Trapping type instruments first accumulate ions and then allow for mass measurement. The ion trap analyzers first capture ions in three-dimensional space (trap), and then electrostatic gate pulses to inject ions into the ion trap. The ion trap-based analyzers are relatively inexpensive, sensitive, and robust. They have been extensively used in proteomic analysis. However, a problem with these instruments is their accuracy for both precursor and product ions, partially overcome by an FT-ICR. Unfortunately, this instrument is not very often used in proteomics research because peptides do not fragment well and the instrument is expensive [55, 56].
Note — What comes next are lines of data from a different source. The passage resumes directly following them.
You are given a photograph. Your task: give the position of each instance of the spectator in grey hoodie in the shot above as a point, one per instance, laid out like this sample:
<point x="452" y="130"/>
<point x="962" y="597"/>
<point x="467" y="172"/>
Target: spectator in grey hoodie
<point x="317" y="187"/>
In quadrupole mass analyzers, ions constantly enter the analyzers, which are separated based on their trajectory in the electric field applied to two pairs of charged cylindrical rods. There is an electric potential between each pair of rods drawing the ions towards one rod. These instruments provide good reproducibility and low cost, but their resolution and accuracy are limited [49, 57].

Instruments with TOF mass analyzers are popular for sample analysis in proteomics due to their high resolution and relatively low cost, speed of measurements, and high mass accuracy [49, 57]. In TOF mass analyzers, ions are accelerated by a known electric field and then travel from the ion source to the detector. The instrument measures the time it takes for ions with different masses to travel from the ion source to detector

Mass spectrometers can have stand-alone analyzers or in combination, usually two or three analyzers within one instrument, thus taking advantage of the strength of all combined analyzers simultaneously. Examples of such instruments are Q-Trap, QQQ, Q-TOF, TOF–TOF, QQ-LIT; these instruments are also called hybrid mass spectrometers, and are highly sensitive and also have a high resolution [1, 5759].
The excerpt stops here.